Three forms of macroeconomic stabilisation in the eurozone are considered: national macroeconomic stabilisation, debt discipline and eurozone-wide macroeconomic stabilisation. The eurozone started with an architecture that ignored the ﬁrst, which it hoped – despite advice to the contrary – would look after itself. This article explores what subsequently happened before the ﬁnancial crisis, during the Great Recession and after 2010. It argues that the failure to address the issue of national macroeconomic stabilisation was a crucial factor behind what became an existential crisis for the eurozone. However, the crisis has a silver lining. The rationale behind union-wide controls to limit ﬁscal deﬁcits (the SGP and now the Fiscal Compact) no longer exists. Since 2010 it has become clear that eurozone members face greater market discipline on ﬁscal deﬁcits than do countries with their own currency. As a result, ﬁscal controls and institutions to support them can and should reside at the national level, and can therefore focus on national stabilisation as well as the more long-term control of government debt. It is argued that this alternative to the current architecture is both more feasible and more desirable than a move towards ﬁscal union.

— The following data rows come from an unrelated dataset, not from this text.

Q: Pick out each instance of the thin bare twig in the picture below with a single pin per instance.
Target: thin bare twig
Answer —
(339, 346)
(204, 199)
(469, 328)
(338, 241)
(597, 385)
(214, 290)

The original eurozone architecture was ﬂawed for reasons understood at the time – why was this ignored?
The eurozone crisis from 2010 had its roots in this ﬂawed architecture, yet the architecture has been reinforced.
The original rationale for union-wide controls on ﬁscal deﬁcits has disappeared following 2010. The Fiscal Compact is not only damaging; it is unnecessary.
Moving the eurozone towards greater subsidiarity, and not greater ﬁscal union, is the better path.